The fruits of my labour is the (un)imaginatively titled rubydaap.

It’s a simple Sinatra app which uses Thin as the Rack webserver. The database is MongoDB, because it’s fast, simple to use, and the DAAP protocol doesn’t require us to consider data in a relational way. I made use of dmap-ng to provide the DAAP protocol parsing, which saved a bunch of time. It also makes use of the excellent Taglib bindings for Ruby. It makes use of inotify on Linux (and equivalents on other platforms) to look for file changes after the initial scan.

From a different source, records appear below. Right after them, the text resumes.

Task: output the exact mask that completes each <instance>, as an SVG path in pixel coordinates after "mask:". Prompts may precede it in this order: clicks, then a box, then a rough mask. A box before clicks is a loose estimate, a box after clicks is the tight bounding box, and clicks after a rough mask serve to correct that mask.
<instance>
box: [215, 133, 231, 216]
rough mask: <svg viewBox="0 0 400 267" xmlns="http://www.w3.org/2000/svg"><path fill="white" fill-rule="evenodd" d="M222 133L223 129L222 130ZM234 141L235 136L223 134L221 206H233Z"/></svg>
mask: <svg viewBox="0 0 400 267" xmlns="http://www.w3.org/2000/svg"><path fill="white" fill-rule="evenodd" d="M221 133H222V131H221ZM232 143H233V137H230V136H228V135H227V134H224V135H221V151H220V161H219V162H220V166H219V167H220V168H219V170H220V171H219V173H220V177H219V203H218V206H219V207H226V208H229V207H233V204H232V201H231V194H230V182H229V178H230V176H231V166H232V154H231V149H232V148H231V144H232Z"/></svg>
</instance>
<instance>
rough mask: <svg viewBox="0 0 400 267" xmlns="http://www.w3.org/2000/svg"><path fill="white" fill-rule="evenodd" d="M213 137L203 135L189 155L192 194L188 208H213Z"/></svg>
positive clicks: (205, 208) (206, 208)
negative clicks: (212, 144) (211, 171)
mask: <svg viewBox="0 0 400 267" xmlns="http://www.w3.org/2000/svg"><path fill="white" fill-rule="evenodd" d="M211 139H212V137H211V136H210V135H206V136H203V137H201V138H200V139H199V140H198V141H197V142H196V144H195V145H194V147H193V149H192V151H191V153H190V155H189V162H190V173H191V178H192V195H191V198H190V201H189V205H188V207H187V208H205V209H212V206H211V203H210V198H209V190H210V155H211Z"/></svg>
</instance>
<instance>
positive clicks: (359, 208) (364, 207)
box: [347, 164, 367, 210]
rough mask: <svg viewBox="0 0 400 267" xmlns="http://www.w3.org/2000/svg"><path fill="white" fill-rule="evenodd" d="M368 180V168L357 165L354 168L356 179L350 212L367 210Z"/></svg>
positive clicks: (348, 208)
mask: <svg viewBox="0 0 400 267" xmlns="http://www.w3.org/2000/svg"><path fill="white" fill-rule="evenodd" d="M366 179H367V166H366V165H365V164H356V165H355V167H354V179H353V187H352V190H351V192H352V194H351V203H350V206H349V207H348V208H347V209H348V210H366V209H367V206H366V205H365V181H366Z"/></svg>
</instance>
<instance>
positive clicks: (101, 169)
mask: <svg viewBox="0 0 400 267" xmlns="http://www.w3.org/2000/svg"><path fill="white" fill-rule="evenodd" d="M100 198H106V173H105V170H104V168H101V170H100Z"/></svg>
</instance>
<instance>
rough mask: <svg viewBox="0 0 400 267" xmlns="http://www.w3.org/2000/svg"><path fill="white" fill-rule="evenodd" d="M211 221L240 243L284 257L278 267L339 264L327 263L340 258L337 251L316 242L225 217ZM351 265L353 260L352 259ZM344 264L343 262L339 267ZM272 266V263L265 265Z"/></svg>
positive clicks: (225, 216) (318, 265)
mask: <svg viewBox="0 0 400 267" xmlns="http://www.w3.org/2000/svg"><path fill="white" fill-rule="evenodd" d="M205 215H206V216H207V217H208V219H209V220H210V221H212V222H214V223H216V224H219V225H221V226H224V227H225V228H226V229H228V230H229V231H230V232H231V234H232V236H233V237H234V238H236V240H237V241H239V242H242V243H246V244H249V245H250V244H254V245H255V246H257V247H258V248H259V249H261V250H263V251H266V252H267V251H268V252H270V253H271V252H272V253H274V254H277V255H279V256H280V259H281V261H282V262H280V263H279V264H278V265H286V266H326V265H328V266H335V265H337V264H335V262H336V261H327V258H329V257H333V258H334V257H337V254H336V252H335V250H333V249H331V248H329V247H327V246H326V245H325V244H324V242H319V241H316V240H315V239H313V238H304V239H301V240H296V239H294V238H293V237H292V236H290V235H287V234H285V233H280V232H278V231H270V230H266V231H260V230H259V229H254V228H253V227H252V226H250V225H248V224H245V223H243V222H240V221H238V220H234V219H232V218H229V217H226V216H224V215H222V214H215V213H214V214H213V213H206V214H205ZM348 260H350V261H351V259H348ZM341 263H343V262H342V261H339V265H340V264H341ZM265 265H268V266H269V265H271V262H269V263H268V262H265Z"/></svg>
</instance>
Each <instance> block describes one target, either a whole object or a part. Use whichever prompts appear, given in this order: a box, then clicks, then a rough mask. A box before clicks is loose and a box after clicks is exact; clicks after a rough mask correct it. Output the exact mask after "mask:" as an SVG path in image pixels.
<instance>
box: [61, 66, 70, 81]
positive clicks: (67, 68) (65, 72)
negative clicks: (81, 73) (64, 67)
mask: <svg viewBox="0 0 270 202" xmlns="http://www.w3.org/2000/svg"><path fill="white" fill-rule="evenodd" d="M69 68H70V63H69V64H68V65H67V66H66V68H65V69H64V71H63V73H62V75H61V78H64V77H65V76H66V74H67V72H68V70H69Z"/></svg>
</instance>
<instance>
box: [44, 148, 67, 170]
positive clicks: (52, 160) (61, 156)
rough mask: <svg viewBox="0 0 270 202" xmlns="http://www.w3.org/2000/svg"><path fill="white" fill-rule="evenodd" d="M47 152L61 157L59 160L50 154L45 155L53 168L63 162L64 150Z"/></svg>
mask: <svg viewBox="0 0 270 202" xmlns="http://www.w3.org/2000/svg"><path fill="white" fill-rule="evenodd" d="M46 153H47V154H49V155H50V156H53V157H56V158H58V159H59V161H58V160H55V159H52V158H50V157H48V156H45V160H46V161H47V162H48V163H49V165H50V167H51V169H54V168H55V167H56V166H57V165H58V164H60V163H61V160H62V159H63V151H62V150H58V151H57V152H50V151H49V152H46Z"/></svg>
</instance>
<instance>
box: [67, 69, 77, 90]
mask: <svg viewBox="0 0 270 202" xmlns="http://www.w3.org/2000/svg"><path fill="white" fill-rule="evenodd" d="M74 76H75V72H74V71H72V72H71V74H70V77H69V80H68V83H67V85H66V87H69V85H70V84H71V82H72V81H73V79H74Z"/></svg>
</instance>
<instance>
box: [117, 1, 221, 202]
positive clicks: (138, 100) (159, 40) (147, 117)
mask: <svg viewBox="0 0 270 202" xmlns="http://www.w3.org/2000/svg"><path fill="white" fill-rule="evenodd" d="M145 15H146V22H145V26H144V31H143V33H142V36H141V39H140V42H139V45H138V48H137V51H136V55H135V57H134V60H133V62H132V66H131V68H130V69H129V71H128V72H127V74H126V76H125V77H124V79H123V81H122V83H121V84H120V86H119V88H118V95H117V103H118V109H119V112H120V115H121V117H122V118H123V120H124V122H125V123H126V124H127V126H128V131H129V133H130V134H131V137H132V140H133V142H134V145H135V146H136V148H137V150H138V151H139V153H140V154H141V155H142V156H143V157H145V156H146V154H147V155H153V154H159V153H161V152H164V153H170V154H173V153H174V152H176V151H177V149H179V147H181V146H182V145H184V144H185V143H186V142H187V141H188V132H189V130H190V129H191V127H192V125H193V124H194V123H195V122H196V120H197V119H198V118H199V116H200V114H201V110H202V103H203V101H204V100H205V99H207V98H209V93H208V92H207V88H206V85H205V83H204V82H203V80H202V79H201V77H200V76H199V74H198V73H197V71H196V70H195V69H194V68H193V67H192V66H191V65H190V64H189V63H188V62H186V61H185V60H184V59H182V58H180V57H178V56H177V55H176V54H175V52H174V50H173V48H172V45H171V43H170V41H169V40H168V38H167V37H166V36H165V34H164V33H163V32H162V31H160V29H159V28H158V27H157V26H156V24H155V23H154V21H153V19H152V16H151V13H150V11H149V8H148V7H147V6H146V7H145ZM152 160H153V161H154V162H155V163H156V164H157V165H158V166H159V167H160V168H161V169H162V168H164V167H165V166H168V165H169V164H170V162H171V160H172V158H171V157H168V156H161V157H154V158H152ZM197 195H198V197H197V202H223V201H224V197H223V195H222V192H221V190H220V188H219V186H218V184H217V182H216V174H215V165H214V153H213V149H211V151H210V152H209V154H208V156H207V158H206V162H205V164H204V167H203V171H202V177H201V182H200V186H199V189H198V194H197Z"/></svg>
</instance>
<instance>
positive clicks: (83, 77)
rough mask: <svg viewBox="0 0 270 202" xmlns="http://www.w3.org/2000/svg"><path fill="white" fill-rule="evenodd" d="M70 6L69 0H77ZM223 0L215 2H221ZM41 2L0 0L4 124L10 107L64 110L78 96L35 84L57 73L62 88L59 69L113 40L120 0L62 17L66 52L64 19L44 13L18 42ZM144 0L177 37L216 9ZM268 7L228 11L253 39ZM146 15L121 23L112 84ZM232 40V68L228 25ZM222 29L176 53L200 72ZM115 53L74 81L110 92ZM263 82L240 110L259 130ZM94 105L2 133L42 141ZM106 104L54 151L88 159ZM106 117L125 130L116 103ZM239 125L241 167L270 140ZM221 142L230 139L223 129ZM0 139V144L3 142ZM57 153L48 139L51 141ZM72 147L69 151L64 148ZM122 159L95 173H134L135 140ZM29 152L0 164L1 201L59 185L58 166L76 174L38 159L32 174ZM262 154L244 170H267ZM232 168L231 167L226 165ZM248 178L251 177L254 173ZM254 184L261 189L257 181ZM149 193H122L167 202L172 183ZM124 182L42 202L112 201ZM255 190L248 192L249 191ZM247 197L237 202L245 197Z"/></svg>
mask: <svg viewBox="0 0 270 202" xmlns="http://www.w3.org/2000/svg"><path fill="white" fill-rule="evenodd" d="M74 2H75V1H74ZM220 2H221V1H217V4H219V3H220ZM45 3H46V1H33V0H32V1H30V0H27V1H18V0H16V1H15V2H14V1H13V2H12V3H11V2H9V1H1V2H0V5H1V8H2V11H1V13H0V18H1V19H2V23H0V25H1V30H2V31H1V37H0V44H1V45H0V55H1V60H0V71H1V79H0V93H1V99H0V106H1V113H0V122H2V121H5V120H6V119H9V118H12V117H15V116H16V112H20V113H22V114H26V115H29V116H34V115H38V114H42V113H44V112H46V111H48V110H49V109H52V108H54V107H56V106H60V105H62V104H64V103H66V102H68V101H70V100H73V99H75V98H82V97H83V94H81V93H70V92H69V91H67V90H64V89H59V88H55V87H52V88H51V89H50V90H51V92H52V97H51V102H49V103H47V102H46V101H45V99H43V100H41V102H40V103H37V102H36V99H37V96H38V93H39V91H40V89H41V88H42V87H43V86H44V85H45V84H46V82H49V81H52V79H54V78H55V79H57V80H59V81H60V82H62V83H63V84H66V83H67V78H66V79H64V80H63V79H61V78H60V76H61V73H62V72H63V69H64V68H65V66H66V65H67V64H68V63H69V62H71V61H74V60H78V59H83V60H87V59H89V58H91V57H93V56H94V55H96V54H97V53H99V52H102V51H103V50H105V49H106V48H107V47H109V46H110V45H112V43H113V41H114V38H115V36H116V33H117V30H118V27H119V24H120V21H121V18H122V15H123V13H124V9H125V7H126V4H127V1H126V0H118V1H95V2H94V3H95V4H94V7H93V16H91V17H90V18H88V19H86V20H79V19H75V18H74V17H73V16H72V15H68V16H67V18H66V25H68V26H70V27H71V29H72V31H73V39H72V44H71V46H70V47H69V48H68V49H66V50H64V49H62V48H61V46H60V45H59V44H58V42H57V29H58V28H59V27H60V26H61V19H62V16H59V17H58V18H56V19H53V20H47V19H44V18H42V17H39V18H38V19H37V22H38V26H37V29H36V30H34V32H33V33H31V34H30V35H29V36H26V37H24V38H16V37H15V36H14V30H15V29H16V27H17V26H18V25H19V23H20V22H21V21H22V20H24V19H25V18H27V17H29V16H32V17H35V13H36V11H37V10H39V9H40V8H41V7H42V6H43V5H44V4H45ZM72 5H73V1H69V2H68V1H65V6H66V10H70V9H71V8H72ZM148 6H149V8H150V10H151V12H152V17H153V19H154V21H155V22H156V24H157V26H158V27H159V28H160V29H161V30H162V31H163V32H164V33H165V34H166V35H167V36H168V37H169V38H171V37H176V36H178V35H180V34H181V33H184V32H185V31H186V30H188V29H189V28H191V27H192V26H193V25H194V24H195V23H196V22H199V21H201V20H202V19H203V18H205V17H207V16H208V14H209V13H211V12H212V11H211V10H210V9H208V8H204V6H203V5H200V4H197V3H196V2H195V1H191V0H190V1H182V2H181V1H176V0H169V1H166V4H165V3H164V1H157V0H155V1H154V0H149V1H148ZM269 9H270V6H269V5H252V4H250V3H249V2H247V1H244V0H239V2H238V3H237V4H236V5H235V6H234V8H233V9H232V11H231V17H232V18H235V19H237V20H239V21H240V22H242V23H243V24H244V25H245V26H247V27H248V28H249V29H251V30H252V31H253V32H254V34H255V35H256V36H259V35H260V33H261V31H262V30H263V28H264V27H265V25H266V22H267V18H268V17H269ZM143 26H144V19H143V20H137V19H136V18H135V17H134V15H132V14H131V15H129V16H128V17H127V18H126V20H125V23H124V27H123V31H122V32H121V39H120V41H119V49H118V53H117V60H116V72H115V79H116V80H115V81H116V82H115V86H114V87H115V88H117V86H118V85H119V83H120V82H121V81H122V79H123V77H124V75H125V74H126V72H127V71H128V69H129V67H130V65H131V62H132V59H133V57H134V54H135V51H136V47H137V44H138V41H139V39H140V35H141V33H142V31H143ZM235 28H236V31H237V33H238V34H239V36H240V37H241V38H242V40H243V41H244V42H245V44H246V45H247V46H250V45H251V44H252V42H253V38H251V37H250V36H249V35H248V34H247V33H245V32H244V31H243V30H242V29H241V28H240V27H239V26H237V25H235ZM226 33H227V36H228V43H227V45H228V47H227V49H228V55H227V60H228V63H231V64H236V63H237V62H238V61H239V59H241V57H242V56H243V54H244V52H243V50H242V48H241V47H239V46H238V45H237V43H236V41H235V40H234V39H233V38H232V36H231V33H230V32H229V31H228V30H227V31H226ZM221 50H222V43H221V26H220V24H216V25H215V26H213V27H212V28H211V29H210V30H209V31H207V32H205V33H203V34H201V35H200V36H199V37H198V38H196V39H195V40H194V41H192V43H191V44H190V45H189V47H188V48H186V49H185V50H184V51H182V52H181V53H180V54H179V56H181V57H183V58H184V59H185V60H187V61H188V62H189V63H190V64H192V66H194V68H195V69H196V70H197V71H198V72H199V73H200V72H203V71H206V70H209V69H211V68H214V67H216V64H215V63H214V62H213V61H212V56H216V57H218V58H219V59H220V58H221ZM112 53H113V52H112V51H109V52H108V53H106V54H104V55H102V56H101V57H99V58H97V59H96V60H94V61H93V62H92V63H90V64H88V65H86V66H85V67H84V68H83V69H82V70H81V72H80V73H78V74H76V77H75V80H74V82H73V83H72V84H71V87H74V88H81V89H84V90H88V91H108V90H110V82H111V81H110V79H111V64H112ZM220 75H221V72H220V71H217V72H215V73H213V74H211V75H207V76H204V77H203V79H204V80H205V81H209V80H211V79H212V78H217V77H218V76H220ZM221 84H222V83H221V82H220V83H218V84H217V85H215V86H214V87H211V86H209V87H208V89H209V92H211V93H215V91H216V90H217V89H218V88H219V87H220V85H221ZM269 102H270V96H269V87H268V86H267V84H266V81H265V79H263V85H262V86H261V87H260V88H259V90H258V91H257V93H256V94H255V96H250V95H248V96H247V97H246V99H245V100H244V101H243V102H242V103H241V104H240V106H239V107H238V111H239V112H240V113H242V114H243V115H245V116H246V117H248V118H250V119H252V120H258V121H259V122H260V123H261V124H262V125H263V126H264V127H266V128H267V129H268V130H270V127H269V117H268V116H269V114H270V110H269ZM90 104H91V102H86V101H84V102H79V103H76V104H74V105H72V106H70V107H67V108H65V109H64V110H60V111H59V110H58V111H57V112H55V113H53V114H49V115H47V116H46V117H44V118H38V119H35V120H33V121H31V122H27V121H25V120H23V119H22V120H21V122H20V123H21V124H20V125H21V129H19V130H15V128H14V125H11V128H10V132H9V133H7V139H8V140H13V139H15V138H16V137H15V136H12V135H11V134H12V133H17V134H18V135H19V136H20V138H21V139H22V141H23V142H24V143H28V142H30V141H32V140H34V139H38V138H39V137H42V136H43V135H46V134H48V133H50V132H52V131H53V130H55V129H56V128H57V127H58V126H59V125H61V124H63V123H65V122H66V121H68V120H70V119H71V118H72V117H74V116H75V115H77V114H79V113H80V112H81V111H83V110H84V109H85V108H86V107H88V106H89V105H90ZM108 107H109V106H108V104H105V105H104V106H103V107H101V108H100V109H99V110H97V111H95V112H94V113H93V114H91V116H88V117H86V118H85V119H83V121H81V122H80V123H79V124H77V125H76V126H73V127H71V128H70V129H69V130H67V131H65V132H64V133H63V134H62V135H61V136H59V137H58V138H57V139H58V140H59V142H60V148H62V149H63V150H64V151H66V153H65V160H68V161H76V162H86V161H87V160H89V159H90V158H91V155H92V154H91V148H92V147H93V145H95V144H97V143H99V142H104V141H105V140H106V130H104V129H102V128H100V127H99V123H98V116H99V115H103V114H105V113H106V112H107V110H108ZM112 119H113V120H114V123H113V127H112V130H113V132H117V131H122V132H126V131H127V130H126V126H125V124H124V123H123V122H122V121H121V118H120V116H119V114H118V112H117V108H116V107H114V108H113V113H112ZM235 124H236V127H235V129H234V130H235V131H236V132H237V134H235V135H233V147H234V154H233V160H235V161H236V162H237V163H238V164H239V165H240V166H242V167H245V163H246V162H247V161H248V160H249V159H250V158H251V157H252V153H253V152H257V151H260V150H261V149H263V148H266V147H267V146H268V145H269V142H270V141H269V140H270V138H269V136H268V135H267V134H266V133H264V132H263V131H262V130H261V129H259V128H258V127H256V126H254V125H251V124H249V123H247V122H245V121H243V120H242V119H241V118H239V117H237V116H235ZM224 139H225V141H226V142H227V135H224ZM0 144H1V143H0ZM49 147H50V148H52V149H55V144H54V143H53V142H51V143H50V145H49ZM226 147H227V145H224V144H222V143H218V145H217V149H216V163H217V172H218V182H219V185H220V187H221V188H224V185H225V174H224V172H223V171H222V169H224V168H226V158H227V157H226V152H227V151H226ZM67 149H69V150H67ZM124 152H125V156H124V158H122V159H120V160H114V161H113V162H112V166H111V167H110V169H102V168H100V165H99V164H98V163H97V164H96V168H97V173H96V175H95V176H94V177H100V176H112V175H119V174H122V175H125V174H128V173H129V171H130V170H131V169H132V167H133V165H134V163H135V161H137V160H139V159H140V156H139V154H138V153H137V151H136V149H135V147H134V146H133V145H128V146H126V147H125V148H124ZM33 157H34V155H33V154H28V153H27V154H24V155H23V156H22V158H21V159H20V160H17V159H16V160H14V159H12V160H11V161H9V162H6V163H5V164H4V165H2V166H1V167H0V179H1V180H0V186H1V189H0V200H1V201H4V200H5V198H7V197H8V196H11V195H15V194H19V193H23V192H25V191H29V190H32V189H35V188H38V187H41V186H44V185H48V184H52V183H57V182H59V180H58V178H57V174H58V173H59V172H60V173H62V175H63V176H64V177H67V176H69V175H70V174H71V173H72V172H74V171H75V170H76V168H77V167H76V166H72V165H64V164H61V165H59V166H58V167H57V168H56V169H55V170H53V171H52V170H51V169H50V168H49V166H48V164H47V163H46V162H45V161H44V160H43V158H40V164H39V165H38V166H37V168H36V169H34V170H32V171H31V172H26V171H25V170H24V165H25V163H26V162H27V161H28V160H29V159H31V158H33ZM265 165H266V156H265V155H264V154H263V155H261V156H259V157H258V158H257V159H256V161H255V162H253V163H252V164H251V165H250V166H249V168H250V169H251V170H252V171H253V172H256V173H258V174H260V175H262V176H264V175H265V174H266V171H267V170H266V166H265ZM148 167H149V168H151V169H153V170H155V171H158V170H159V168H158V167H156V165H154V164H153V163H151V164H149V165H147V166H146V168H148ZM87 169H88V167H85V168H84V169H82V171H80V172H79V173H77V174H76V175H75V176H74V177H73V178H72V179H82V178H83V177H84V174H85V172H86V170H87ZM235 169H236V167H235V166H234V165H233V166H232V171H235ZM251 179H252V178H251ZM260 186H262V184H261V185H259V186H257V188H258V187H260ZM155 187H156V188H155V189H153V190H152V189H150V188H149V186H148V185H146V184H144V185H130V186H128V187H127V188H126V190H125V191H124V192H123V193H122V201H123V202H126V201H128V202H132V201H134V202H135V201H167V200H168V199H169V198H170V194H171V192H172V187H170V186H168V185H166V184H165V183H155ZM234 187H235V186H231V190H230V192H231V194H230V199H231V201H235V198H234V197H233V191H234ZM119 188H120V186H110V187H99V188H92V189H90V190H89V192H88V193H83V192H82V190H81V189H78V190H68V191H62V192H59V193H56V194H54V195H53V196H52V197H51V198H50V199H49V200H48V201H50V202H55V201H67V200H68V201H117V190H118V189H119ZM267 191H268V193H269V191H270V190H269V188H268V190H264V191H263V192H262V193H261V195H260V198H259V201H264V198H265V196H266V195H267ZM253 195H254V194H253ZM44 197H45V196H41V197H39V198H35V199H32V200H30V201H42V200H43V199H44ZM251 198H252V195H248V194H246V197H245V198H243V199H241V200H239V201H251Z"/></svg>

It’s a bit broken right now, as it needs to be a bit more careful about how it reads files in the Scanner thread – it’s possible to read MP3 files with funky tags that’ll cause the app to stop. If you have a reasonably sensible music collection, it should work pretty well. When I get a free day or so, I’ll make the Scanner much more robust (I’ve managed to crash Ruby reading a bad MP3 file’s tags using taglib-ruby!)

Apple DAAP Documentation

There used to be an awesome chunk of reverse-engineered documentation on Apple’s DAAP, the proprietary music-sharing protocol they created, at http://tapjam.net/daap, but it seems to have disappeared off the web. I’ve captured it from the Wayback Machine and stuck it on Github.

Puppet and Red Hat Satellite/Spacewalk

The place I currently work at recently decided that we would standardise the Linux distributions we had in use, with the aim being to use only Red Hat Enterprise Linux wherever possible. To deliver packages, we ended up with RHN Satellite installed on a VM. Now, we provision pretty much everything possible with Puppet, and Satellite required clicky-clicky in the web interface to configure machines. That’s not how I like to do things.

A note on Satellite/Spacewalk

In case you’re confused, Spacewalk is the open-sourced code that makes up RHN Satellite, with the branding removed. The module described below will work with Spacewalk as well as Satellite. (In theory: I haven’t tested it.

Assigning machines to Satellite channels with Puppet

Satellite is weird, in that you assign machines to “channels” (repositories) on the Satellite server itself; RHEL clients running yum ask the Satellite: “Hey, what channels am I subscribed to?”, and Satellite returns whichever ones the client is permitted to use. With bog-standard yum repositories, you configure the client to look at a URL, and that’s it.

The first challenge was figuring out how a RHEL client can change the list of channels it is currently subscribed to. The Satellite API doesn’t make any mention of a mechanism for doing this, but there’s a Python script called spacewalk-channel which is part of the rhn-setup package, which can change a client’s channel subscriptions from the client.

This code makes use of an API that doesn’t appear in the Satellite API docs, called up2date. It was pretty simple to figure out how this API works, and engineer a Puppet type & provider that hooks it.

The code is on Github. It can’t handle changing base channel; only child channel subscriptions. I do have a mechanism for doing this in our environment, but it needs cleaning up before it can be made public (it’s a bit too specific for the way we do things). It also doesn’t register the machine against Satellite, though that should be trivial for you to script – in my environment, our provisioning steps do the registration and install Puppet, at which point the module takes over.

Ideas for expansion

One thing I’d really like this module to do is read the child channel’s configuration, and see if it has a GPG key associated with it, then bring the key down to the system and install it. At the moment, I have a separate module that installs all the extra GPG keys for packages we require, and it’s ugly – to do this, I use stschulte’s rpmkey type.